With the housing market so tight and so expensive, every would-be buyer is looking for a bargain. That has more people than ever interested in short sales.
A short sale refers to a situation where a homeowner is no longer able to afford their mortgage and the bank has agreed to permit them to sell the home for less than they owe on their mortgage, rather than taking the home in foreclosure. While you can get a bargain that way (and the home of your dreams), short sales can also be difficult. There are a few things that you’ll what to keep in mind if you’re thinking about pursuing property ownership in this way.
They’re not for everyone
Short sales can be hard to find in a strong market, and there’s typically a rush to “beat the bank.” That means that there’s usually only a small window of opportunity where the seller can try to find a buyer before their mortgage holder proceeds with a foreclosure anyhow. If you can’t stand the uncertainty of the process, then a short sale might not be right for your needs.
They can be harder to finance
Even if you’re pre-approved for a loan, you may not be able to get financing for a short sale if the property is in bad shape. While property that’s going through a short sale is still typically owner-occupied (which means it probably doesn’t have the same issues that you might find with a foreclosure that’s been sitting empty for a while), the owners may not have had the means to keep up with repairs.

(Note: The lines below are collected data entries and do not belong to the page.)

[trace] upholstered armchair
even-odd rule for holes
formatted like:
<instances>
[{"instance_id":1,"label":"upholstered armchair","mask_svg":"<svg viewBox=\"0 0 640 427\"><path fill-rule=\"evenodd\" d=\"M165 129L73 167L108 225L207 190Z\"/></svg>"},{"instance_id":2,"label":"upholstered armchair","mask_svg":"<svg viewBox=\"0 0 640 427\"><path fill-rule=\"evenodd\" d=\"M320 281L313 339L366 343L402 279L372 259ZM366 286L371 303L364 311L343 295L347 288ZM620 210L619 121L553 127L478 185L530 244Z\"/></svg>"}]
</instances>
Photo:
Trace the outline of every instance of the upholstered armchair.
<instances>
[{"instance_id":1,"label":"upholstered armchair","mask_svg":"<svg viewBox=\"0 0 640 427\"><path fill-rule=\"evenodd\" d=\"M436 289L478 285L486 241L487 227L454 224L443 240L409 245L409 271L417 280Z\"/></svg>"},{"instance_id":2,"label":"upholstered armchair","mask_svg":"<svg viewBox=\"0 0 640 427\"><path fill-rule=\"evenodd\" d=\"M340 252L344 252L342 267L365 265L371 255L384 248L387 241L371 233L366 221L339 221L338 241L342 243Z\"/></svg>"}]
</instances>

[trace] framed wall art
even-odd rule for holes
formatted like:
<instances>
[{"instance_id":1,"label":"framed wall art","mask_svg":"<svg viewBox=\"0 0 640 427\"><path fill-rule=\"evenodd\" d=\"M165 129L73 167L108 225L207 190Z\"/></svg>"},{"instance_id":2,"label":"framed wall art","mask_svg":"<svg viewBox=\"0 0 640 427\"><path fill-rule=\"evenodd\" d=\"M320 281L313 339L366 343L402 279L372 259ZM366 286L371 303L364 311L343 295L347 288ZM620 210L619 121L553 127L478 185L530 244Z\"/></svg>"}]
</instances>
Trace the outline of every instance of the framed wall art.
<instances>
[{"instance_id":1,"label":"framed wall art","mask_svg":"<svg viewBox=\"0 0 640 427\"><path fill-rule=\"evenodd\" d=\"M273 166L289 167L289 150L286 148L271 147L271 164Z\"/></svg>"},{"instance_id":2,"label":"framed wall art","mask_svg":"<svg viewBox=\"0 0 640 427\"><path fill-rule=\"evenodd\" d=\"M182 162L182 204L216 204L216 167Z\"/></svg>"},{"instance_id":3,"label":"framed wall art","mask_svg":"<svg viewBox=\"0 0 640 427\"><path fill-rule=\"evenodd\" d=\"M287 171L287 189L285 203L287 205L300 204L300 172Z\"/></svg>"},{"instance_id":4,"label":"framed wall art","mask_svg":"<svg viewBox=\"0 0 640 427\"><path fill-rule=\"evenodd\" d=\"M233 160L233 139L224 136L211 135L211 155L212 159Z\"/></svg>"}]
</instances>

If a home doesn’t pass inspection, you may not get a loan.
The bank can drag its feet
The short sale process can be tremendously complicated, especially since the bank – not just the seller – has to agree to the sale. That can make it hard to negotiate for a better price, and you can end up waiting for what may seem like a long time to get final approval on your deal.
It’s always best to seek experienced legal guidance if you’re contemplating buying a property through a short sale. That can keep you from making any major mistakes and increase the chances of a successful purchase.